Paul Steely White of Transportation Alternatives says drivers in most hit-and-runs are not charged "because there's no evidence. Cops are not investigating those crashes."
Newly released video of a hit-and-run involving an 8-year-old boy in Queens last month illustrates that. In that case, the boy was walking in the crosswalk in Long Island City and was hit by a turning van.
The boy is OK, and the driver did stop -- but the driver was not charged.
Data from City Hall, Department of Transportation and NYPD also back up White's claim.
In 2014, there were 4,343 hit-and-runs causing injuries in New York City. That number jumped to 4,754 in 2015 -- an increase of 10 percent.
Of those hit-and-runs in 2015, 390 drivers were arrested for leaving the scene of an accident involving injury. That accounts for less than 10 percent of the incidents.
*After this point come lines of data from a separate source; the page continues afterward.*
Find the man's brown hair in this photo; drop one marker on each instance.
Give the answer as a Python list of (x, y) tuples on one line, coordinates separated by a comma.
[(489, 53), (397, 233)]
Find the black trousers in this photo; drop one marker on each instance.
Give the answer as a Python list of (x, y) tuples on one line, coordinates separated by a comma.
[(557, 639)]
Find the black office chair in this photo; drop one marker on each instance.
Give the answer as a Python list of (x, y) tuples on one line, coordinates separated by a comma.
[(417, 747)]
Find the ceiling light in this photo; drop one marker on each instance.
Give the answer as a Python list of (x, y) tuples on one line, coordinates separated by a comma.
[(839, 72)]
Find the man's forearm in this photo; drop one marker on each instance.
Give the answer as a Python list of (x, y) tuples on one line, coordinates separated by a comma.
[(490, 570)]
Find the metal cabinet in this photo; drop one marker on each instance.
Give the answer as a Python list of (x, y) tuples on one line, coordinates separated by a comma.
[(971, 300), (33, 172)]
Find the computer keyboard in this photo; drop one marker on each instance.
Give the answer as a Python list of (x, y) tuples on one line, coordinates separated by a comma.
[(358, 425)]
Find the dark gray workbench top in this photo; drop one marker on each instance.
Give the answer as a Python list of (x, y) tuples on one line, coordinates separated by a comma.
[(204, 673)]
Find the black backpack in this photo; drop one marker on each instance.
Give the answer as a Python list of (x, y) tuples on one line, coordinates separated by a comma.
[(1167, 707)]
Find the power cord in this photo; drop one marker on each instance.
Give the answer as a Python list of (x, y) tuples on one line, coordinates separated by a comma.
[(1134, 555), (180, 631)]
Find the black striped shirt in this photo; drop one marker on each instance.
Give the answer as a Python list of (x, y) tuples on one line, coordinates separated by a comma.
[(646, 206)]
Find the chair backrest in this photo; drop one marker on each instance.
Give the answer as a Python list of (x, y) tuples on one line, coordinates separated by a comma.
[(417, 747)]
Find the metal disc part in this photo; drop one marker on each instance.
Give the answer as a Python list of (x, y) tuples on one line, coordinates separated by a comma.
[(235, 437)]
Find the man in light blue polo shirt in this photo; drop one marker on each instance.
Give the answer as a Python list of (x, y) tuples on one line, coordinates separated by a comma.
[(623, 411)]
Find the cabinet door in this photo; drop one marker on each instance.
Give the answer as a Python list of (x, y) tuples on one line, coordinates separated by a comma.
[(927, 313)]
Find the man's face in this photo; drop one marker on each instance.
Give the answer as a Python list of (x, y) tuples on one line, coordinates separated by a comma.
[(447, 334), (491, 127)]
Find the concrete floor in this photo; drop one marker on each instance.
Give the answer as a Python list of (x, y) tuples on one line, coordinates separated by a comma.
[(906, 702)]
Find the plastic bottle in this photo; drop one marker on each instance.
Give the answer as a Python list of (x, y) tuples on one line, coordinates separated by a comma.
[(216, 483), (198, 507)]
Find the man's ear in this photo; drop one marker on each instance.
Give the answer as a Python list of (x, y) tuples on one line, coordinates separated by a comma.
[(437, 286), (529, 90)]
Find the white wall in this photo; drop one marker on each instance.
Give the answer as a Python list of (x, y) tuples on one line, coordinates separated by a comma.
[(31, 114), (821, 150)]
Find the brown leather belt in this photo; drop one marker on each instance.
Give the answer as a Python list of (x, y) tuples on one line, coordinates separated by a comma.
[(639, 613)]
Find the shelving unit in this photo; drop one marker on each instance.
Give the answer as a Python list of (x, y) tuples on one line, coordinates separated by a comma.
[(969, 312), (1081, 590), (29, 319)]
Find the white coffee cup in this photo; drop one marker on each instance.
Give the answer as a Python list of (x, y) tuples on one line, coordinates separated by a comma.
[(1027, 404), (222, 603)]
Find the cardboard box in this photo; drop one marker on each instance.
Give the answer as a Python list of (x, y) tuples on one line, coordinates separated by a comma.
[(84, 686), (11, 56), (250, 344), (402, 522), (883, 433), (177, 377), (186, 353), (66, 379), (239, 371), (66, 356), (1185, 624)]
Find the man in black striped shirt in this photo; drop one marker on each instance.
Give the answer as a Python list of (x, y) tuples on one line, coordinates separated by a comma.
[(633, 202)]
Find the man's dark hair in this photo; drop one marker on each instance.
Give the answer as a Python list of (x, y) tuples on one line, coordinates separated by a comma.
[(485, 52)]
Of the 30 deadly hit-and-runs, 16 drivers were arrested.
And hit-and-runs causing damage to other cars or property jumped to well above 35,000 in 2015 -- an increase of 13 percent since 2014. But there were only 130 arrests for leaving the scene of an accident with property damage, about 3 percent of all the hit-and-runs.
City Council member Jimmy Van Bramer, who sits on the council's transportation committee, said a new law with higher fines should help, but in the meantime, he wants cops and prosecutors to do more.
"We need more enforcement, we need more prosecutions," he said.
Police continue to investigate the Brooklyn hit-and-run and no arrests have been made.